Gilchrist’s light tenor and distinct diction (all well-shaped vowels
and crisp consonants but never mannered) perfectly conveyed the ebullient mood
of ‘Das Wandern’ (‘Journeying’). Assertive, dynamic
playing by Anna Tilbrook conjured a lively brook, the precise and springy
rhythms aptly conjuring the bubbling, restless water. Throughout Tilbrook took
an active role in the narrative: the regularity and clarity of the whirling
cycles of the mill in ‘Halt!’ and ‘Am Feierabend’
(‘When the work is done’), suggested both the literal power of the
mechanism and the figurative fixedness of the forces that the young wanderer
must face. Indeed, despite the happy ambience of the opening song, one might
have intimated a subtle but insistent menace in the incisiveness of the
brook’s tireless energy, which here positively supports the
wanderer’s song but which later becomes an insistent tremor — the
‘murmuring friend’ in ‘Danksagung an den Bach’
(‘Thanksgiving to the brook’) — and finally a threatening
‘roar’ (in ‘Mein’) which haunts, undermines and
Despite possessing a naturally light-grained voice, Gilchrist subtly used
tone and colour to indicate the wanderer’s psychological journeying and
wavering. Thus, the light headiness of ‘Wohin?’ (‘Where
to?’) expressed his excited anticipation, while in ‘Halt’
Gilchrist adopted a more resonant timbre upon arriving at the mill. Similarly,
the subdued, introspective questioning of ‘Der Neugierige’

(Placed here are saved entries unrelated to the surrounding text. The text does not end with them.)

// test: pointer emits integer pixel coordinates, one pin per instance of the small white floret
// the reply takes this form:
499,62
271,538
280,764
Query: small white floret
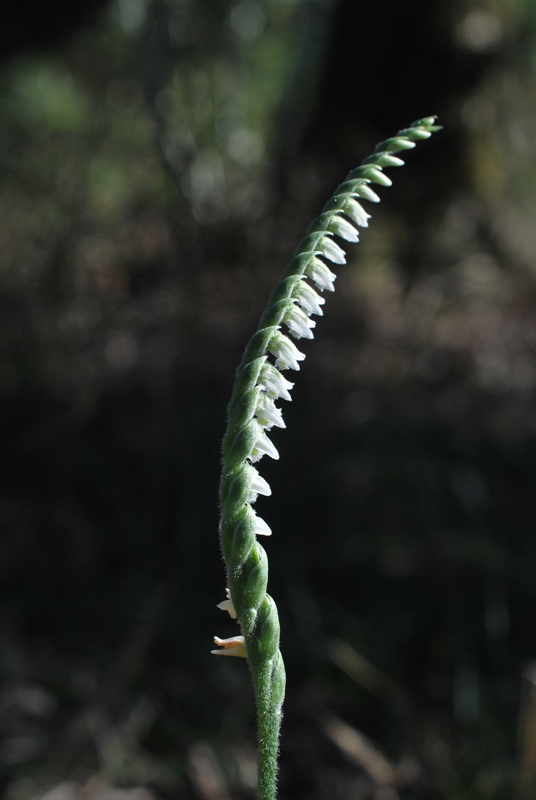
234,646
321,275
299,323
328,248
356,212
344,229
275,384
308,299
259,485
268,414
227,605
261,528
286,352
263,446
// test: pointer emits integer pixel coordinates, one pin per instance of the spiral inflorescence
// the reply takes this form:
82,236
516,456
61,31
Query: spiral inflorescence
252,412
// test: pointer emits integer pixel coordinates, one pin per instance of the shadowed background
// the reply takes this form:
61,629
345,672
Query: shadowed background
160,161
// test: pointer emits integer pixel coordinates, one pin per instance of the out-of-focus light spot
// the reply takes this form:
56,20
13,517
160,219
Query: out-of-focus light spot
479,31
247,20
478,113
121,350
124,94
245,146
131,14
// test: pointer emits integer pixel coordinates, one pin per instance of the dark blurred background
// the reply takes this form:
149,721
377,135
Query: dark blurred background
160,161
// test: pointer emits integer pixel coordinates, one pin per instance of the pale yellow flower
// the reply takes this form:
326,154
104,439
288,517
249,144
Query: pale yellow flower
227,605
230,647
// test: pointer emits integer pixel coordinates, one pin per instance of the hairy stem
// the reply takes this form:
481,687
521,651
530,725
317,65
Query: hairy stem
252,412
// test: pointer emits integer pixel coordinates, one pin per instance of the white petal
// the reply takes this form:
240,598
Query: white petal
344,229
308,298
356,212
227,605
321,274
261,528
366,193
286,352
332,251
274,383
299,323
268,414
263,446
259,485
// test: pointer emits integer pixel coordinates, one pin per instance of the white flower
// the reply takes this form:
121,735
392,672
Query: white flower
258,486
263,446
299,323
234,646
308,299
356,212
267,413
285,351
328,248
274,383
344,229
227,605
261,528
320,274
366,193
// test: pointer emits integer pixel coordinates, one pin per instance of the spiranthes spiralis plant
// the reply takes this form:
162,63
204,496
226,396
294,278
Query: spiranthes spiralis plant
252,412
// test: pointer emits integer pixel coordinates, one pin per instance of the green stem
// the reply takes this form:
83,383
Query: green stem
251,411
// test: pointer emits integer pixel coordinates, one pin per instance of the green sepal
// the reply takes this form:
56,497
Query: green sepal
309,244
394,145
246,379
320,223
298,264
415,134
384,160
358,188
241,414
370,173
258,344
285,288
240,542
242,445
362,190
336,203
427,122
236,490
274,314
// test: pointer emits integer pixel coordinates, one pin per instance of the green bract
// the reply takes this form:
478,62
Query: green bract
252,412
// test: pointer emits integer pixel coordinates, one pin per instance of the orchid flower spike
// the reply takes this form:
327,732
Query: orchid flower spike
258,386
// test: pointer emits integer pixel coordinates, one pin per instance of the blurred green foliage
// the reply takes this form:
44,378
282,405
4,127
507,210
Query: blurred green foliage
158,168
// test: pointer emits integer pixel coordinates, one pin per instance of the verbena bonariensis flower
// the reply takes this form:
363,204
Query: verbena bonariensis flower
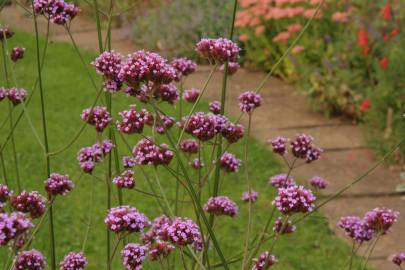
356,228
191,95
233,132
147,152
281,181
5,193
58,184
279,145
189,146
5,33
13,226
57,11
264,261
133,256
17,53
143,66
89,156
132,120
218,50
232,68
29,202
183,67
159,250
97,116
126,219
221,206
125,180
29,260
303,148
196,164
128,162
398,259
281,227
183,232
200,125
73,261
381,219
16,95
229,162
294,199
248,101
250,196
215,107
318,182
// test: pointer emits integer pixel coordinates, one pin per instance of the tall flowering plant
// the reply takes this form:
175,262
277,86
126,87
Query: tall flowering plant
176,143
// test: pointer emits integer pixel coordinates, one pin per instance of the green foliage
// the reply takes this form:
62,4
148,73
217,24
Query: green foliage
175,27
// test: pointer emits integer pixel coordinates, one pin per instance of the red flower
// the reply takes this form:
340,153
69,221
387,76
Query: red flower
365,105
386,12
384,62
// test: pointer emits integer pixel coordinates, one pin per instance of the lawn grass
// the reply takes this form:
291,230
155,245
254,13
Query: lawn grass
67,92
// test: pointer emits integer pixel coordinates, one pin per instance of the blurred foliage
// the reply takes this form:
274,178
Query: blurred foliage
174,27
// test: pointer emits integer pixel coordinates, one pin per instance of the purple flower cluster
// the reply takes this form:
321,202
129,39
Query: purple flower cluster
17,53
232,68
57,11
73,261
29,202
125,180
221,206
29,260
233,132
202,126
191,95
318,182
294,199
89,156
183,232
132,120
5,33
303,148
219,50
183,67
109,65
189,146
13,226
248,101
126,219
250,196
281,181
281,227
381,219
97,116
264,261
147,152
133,256
279,145
229,162
143,66
58,184
399,258
356,228
215,107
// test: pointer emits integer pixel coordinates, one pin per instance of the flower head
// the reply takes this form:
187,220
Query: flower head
126,219
133,256
219,50
229,162
294,199
248,101
220,206
73,261
58,184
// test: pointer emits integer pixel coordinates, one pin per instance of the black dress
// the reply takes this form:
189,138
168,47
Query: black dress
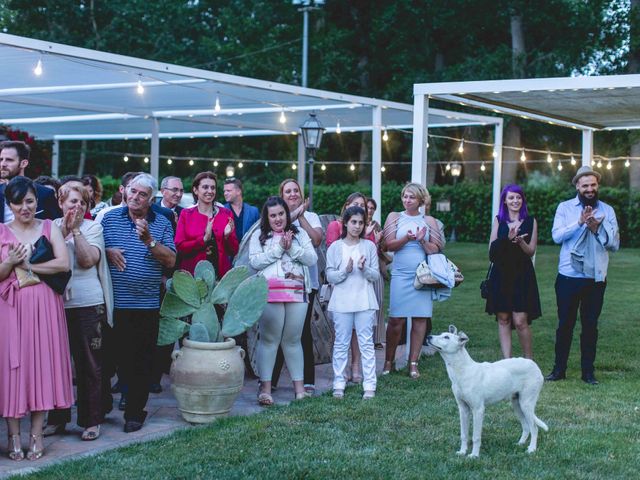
513,285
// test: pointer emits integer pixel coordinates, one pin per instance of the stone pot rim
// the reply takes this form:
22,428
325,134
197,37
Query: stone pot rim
226,345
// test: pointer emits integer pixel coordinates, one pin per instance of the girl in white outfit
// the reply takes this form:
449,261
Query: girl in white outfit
352,267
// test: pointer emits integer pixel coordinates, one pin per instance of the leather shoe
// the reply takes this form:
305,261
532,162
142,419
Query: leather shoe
555,376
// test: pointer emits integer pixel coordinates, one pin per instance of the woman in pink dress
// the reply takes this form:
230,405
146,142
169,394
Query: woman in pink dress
206,231
35,366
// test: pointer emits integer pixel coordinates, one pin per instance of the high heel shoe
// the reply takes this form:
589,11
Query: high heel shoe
15,449
34,452
414,373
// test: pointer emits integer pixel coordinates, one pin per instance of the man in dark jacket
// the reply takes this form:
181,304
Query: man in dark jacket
14,159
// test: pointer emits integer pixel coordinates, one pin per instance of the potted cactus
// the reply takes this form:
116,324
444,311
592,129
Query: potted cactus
207,373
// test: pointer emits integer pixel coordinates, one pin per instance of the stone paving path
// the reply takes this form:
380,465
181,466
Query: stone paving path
163,419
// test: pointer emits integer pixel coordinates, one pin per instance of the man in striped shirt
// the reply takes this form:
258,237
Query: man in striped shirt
145,241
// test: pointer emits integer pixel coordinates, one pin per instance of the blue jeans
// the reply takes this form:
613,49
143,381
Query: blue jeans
572,294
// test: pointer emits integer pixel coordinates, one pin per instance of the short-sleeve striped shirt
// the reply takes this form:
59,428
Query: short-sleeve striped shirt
138,286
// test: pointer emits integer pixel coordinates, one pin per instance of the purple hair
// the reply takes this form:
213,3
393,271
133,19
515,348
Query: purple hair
503,213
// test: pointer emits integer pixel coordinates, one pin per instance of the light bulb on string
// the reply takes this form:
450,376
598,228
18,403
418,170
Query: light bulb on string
140,87
37,71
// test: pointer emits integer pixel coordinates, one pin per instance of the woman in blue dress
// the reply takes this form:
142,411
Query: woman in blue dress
411,236
513,290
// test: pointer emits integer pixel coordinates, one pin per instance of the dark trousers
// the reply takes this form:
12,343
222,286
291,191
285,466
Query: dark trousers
136,334
86,327
572,294
307,349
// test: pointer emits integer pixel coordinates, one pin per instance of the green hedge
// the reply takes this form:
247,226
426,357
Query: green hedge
470,205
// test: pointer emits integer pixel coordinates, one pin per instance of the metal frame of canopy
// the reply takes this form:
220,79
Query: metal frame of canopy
582,103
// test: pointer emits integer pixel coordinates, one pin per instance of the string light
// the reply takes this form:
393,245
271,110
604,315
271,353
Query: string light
37,71
140,88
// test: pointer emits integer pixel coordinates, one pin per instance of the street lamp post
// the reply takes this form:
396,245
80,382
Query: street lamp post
311,131
305,7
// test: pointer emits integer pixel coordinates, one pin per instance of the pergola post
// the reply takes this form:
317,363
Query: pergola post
55,159
155,149
497,169
376,161
420,136
587,147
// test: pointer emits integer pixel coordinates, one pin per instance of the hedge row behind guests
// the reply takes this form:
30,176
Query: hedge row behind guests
352,267
282,253
14,159
144,239
88,303
206,231
513,293
410,235
35,365
293,195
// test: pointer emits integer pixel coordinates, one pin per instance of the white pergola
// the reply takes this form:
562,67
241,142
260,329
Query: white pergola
83,94
588,104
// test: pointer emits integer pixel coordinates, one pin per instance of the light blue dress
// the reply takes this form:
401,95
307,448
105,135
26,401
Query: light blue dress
405,300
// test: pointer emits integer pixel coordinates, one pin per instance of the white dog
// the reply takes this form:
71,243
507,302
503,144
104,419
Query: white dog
478,384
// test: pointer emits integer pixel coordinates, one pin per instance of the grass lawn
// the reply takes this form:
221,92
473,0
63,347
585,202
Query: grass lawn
411,429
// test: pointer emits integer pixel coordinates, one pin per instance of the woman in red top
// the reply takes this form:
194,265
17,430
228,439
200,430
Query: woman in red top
206,231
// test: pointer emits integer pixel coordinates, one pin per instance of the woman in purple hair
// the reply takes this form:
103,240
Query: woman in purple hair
513,290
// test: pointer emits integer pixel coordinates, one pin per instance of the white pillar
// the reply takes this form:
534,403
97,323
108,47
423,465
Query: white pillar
587,147
301,162
497,169
376,161
55,159
155,149
420,139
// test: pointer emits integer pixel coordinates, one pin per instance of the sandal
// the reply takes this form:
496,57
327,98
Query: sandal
414,373
265,399
89,435
15,448
388,367
35,452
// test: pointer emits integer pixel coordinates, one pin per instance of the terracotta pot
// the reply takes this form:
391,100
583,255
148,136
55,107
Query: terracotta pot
206,378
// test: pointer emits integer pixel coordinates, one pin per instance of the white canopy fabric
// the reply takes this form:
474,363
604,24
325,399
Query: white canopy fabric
83,94
585,103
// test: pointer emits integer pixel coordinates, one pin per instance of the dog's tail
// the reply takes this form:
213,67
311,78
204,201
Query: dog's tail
541,424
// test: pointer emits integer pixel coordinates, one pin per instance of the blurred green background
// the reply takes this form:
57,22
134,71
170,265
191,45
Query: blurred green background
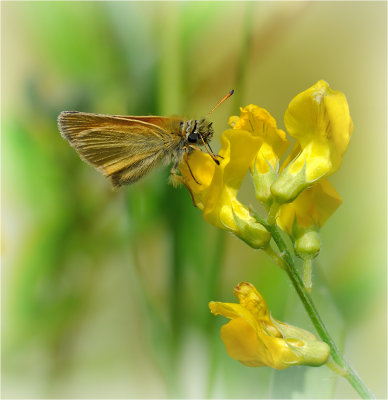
104,294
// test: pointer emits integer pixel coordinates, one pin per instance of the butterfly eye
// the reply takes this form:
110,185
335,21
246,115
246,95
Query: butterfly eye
193,137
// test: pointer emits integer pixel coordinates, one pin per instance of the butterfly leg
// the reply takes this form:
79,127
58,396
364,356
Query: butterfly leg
212,155
186,158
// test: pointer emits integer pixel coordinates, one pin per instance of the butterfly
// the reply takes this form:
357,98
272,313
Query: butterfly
125,148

(‘The inquisitive one’) — “tell me, brooklet, does she
love me?” — gave way first to an sudden, excited outburst when he
is sure of the mill girl’s love — “the maid of the mill I
love is mein!”; the persistence of the repeated phrase hinted at the
young man’s growing self-delusion. Replaced by a harder, more urgent tone
in ‘Tränenregen’ (‘Rain of tears’), the vocal colours
modulated into bitterness in ‘Die böse Farbe’ (‘The hateful
colour’) . Confident and comfortable across all registers, Gilchrist was
particularly controlled at the height of his tessitura, in the superbly
sustained arcs of ‘Danksagung an den Bach’ and in the more angry
protestations of ‘Der Jäger’ (‘The Hunter’).
Rhythm and pace were handled with similar expertise; slight rallentandi at
the close of songs permitted a fluent progression to the next, effectively
sustaining the narrative momentum. Pauses were meticulously judged — as
in ‘Der Neugierige’, where expressive dissonances and inconclusive
melodic lines were skilfully crafted to convey impending meditative melancholy:
“one little word is ‘yes’,/ the other is ‘no’/ by
these two little words/my whole world is bounded.” In the penultimate
song, ‘Der Müller und die Bach’ (‘The miller and the
brook’), Gilchrist’s almost imperceptible hesitations suggested
that the wanderer was lost in his own disillusion; detached from reality, he
now dwells in imaginary realms and suicide is the only possible closure.
Tilbrook subtly pointed the oscillations between major and minor modes
— the transition to the darker minor at the conclusion of
‘Mein!’ was stunningly affective — so that they served as an
aural metaphor for the ironic contrast between the verdant beauty and freshness
of the surrounding countryside and the wanderer’s growing disappointment
as he recognises the falsity of the land’s promise.
Gilchrist’s musical intelligence is considerable, and this was a
thoughtfully conceived and uniformly captivating whole. The paired songs,
‘Die liebe Farbe’ and ‘Die böse Farbe’, in which the
rich greenery is first a ‘beloved’ and then a ‘hateful’
colour, were an emotional and expressive highpoint; astonishingly, while the
voice almost disappeared in a pianissimo whisper, the words and their
sentiment were presented with deep impact. But it was the touching simplicity
of the final three songs which was most remarkable — and surprising,
after the emotional troughs and peaks of the preceding songs. The pale,
gentleness of the voice, defenceless against steady presence of the brook was
extraordinary poignant: the significance of Tilbrook’s initial
assertiveness was now apparent, the brook’s indifference to the
wanderer’s deathly lullaby revealed.
Gilchrist and Tilbrook released a highly acclaimed recording of Die
schöne Müllerin in 2009 on the Orchid label. That this audience was deeply
affected by this live rendering of the wanderer’s tale, was attested by
the long, resonant silence which followed the final cadence.